Tesco needs to up its marketing strategy for non-smartphone users

By Loulla-Mae Eleftheriou-Smith, marketingmagazine.co.uk, Wednesday, 15 June 2011 01:51PM

Tesco needs to boost its marketing strategy aimed at non-smartphone users, according to a key Tesco executive speaking at the Internet Advertising Bureau (IAB) Mobile Engage conference.

Tesco: beeping ad boosts use supermarket's mobile service

Tesco: beeping ad boosts use supermarket's mobile service

Nick Lansley, head of research and development at Tesco, was one of the key speakers at the event, which championed the rise of mobile as an advertising platform.

Lansley was speaking in a "spotlight" session on mobile commerce.

He said: "A lot of our customers cannot afford smartphones," adding that the most popular mobile phones sold in Tesco "can only do voice and texting".

Lansley said: "They cost £18 or £19 and we sell them by the thousand.
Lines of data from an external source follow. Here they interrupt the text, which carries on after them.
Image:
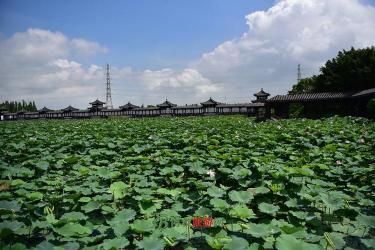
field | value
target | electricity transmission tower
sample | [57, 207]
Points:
[108, 100]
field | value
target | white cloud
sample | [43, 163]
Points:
[168, 78]
[291, 32]
[47, 66]
[87, 48]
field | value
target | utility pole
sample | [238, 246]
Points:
[108, 100]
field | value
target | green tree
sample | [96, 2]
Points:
[371, 107]
[351, 70]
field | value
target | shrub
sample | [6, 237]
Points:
[371, 108]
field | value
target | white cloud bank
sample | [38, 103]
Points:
[44, 66]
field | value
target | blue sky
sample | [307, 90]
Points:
[142, 33]
[53, 52]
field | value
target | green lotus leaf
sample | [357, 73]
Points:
[50, 218]
[218, 242]
[219, 204]
[287, 242]
[365, 220]
[151, 243]
[370, 243]
[84, 199]
[9, 207]
[44, 245]
[142, 226]
[17, 246]
[42, 165]
[34, 196]
[242, 211]
[91, 206]
[292, 203]
[179, 232]
[120, 222]
[9, 227]
[68, 246]
[261, 230]
[17, 182]
[117, 243]
[236, 243]
[299, 214]
[203, 211]
[268, 208]
[118, 189]
[241, 196]
[215, 192]
[73, 216]
[72, 230]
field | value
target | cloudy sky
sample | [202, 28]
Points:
[54, 52]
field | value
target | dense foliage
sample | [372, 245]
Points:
[18, 106]
[102, 184]
[371, 107]
[352, 70]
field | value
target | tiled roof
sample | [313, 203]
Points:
[365, 92]
[188, 107]
[240, 105]
[166, 104]
[69, 109]
[128, 106]
[209, 102]
[97, 102]
[309, 97]
[261, 93]
[44, 109]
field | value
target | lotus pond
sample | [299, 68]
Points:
[116, 183]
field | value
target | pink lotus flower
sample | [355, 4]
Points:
[211, 173]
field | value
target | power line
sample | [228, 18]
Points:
[108, 99]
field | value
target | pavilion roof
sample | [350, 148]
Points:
[97, 102]
[69, 109]
[44, 109]
[209, 102]
[365, 92]
[166, 104]
[22, 111]
[128, 106]
[309, 97]
[261, 93]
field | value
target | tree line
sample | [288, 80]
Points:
[349, 71]
[14, 106]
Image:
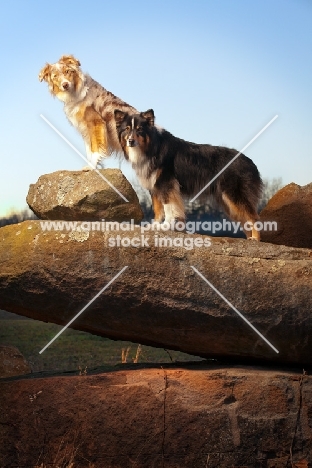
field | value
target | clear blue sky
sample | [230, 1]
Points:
[214, 71]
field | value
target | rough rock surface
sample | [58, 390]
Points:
[85, 196]
[12, 362]
[195, 417]
[159, 299]
[291, 208]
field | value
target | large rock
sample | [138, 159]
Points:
[195, 417]
[159, 300]
[12, 362]
[291, 208]
[80, 195]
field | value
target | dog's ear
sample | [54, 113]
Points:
[149, 116]
[119, 117]
[70, 60]
[43, 75]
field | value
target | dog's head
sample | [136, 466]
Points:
[134, 130]
[63, 77]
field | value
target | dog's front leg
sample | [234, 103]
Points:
[96, 138]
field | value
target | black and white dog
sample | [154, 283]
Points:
[170, 167]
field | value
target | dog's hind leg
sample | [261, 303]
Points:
[174, 205]
[96, 138]
[245, 214]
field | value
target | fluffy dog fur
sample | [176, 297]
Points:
[87, 105]
[170, 167]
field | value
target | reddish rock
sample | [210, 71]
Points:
[159, 300]
[291, 208]
[195, 417]
[84, 196]
[12, 362]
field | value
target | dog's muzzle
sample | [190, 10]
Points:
[131, 142]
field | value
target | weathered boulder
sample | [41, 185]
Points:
[191, 417]
[291, 208]
[12, 362]
[159, 299]
[84, 195]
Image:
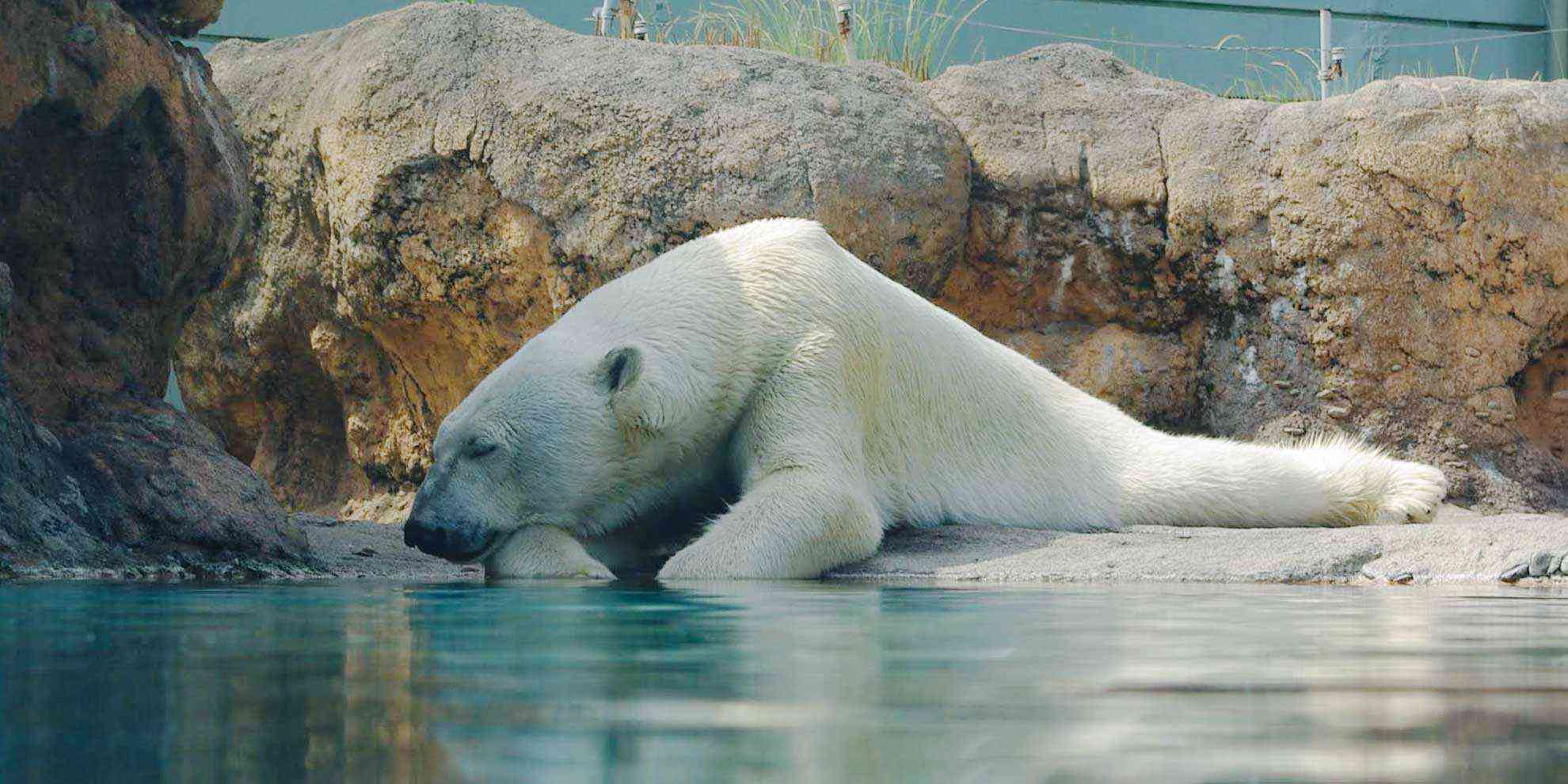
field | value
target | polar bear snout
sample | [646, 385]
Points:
[454, 542]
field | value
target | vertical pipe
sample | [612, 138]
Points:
[601, 25]
[846, 32]
[1558, 51]
[1326, 44]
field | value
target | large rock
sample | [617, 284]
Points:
[1390, 261]
[123, 196]
[440, 182]
[143, 491]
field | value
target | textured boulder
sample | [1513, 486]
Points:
[1390, 261]
[143, 491]
[440, 182]
[123, 196]
[179, 17]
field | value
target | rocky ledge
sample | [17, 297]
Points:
[440, 182]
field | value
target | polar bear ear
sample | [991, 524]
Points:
[617, 377]
[618, 369]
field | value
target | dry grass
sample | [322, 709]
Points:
[915, 36]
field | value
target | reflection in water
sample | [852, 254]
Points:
[778, 683]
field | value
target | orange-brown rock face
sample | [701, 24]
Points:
[441, 182]
[1388, 262]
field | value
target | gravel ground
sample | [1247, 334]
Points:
[1457, 548]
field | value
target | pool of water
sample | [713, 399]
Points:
[780, 683]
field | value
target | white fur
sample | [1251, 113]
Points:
[841, 403]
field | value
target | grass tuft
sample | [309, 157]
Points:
[915, 36]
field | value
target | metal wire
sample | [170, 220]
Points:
[1200, 48]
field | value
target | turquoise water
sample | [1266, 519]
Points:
[780, 683]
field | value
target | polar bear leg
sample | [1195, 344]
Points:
[794, 524]
[543, 550]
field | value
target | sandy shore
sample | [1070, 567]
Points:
[1457, 548]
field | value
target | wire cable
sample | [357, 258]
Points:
[1200, 48]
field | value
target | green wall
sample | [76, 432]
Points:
[1258, 22]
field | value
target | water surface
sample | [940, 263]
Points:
[780, 683]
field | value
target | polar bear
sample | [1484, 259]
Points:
[769, 366]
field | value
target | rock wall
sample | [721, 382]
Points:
[440, 182]
[123, 196]
[1390, 262]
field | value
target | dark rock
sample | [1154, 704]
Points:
[1542, 565]
[1515, 573]
[123, 198]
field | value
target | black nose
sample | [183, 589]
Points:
[446, 540]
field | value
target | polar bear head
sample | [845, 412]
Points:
[554, 436]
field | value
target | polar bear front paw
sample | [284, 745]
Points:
[1414, 493]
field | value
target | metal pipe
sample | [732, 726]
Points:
[1558, 49]
[1326, 46]
[846, 29]
[601, 19]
Those are our very basic phones.

"We should be creating a service for customers who can't afford anything better."

Lansley said Tesco needed to better target these consumers with enhanced services.

Commenting about the company's broader mobile strategy, Lansley said the development of Tesco's mobile and digital strategy had been to make online shopping "better, simpler and cheaper" for the customer.

Selling online grocery shopping was the "most challenging product you can sell on the internet," because it was "difficult to get excited about".

Lansley explained that Tesco had made a step-change in its online and mobile shopping processes, to create an "effortless" experience for the consumer.

He demonstrated the result of Tesco’s current mobile marketing strategy by showing its "beeping’ ad", which boosted the use of the mobile service "within seconds of the ad airing".

The ad demonstrates Tesco's iPhone app that allows consumers to scan products that they would like to add to their grocery basket.

Yesterday, Ian Carrington, head of mobile (EMEA), Google, told the conference that nearly eight out of 10 brands working with the search giant were not ready for the mobile explosion.